Mas é importante clarificar
ainda outra questão. O que marca as sociedades ocidentais é o primado do
indivíduo sobre o coletivo, sendo o inverso na tradição islâmica ou na tradição
soviética. Isso para sublinhar que, no mundo ocidental, nunca serão os negros
ou os ciganos enquanto coletivos a «subir na vida», mas todos os
indivíduos de todas as pertenças raciais, e cada um por si. Negros, brancos,
mestiços, pobres, remediados e todos os demais. É por serem assim que as
sociedades ocidentais articulam, melhor do que muitas outras, mobilidade social
com coesão social.
Por isso, é do caminho
cultural da descoberta do indivíduo enquanto tal de que mais necessitam os
segmentos que mais recentemente se vão integrando na tradição ocidental, as
minorias.
Acontece que só é possível
libertar o indivíduo do seu grupo de pertença primário ou natural (racial,
religioso, étnico) quando o meio social é favorável à crítica social, ainda que
ela possa ofender. É tão fundamental a crítica social entre os mais variados
grupos de pertença, quanto – como muito bem explicou Nietzsche – a crítica
virada para o interior do próprio grupo de pertença. A última é a condição
primeira da libertação do indivíduo do coletivo primário a que está filiado,
isto é, nenhum indivíduo é livre se não partir de pressuposto de criticar
sempre que entender o seu grupo de pertença, a sua religião (pessoal, familiar
ou dos ascendentes), o seu estado, os que no quotidiano estão mais próximos de
si, as suas origens. Sem isso não existe liberdade que, no Ocidente, ou é
individual ou simplesmente não existe. E não existindo nas sociedades livres e
dinâmicas, o indivíduo não se consegue afirmar.

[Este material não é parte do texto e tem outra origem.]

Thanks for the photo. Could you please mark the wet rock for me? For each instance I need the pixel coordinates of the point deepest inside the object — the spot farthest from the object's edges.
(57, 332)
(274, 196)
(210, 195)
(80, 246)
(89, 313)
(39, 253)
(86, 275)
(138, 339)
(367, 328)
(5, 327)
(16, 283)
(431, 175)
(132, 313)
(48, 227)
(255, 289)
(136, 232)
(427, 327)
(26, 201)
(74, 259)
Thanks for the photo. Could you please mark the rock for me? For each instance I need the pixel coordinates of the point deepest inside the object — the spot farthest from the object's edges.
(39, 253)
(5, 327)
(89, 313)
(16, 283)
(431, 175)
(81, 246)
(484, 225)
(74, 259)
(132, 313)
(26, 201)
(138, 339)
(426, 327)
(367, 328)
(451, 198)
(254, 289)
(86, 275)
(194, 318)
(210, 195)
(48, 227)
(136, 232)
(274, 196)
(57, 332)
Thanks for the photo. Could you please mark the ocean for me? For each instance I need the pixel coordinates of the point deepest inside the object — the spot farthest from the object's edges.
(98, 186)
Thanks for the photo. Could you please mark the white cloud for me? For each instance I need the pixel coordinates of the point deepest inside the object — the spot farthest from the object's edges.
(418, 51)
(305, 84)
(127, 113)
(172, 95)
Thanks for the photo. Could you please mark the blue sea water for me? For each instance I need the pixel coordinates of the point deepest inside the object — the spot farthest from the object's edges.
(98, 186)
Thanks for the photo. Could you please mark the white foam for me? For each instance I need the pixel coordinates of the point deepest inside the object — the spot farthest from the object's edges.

A desgraça negra, cigana ou
islâmica que há décadas as empurra para a guetização é justamente filha do
paternalismo da esquerda. O texto de Maria de Fátima Bonifácio deixou isso a
nu. A esquerda impede, e de forma dolosa, qualquer crítica vinda de fora às
minorias raciais, étnicas ou religiosas. Quem o faz é logo «racista»,
«islamofóbico», entre outros rótulos que visam o seu silenciamento e, se
possível, assassinato social da branca ou branco que arrisque tal ousadia.
Desse modo, não apenas o indivíduo
pertencente a minorias sensíveis não se liberta do seu coletivo guetizado, como
ainda quem pertence a uma minoria está interditado de criticar os seus grupos
de pertença ou, no mínimo, o aparelho ideológico em peso (imprensa,
universidades, ensino, partidos políticos, intelectuais, meios artísticos)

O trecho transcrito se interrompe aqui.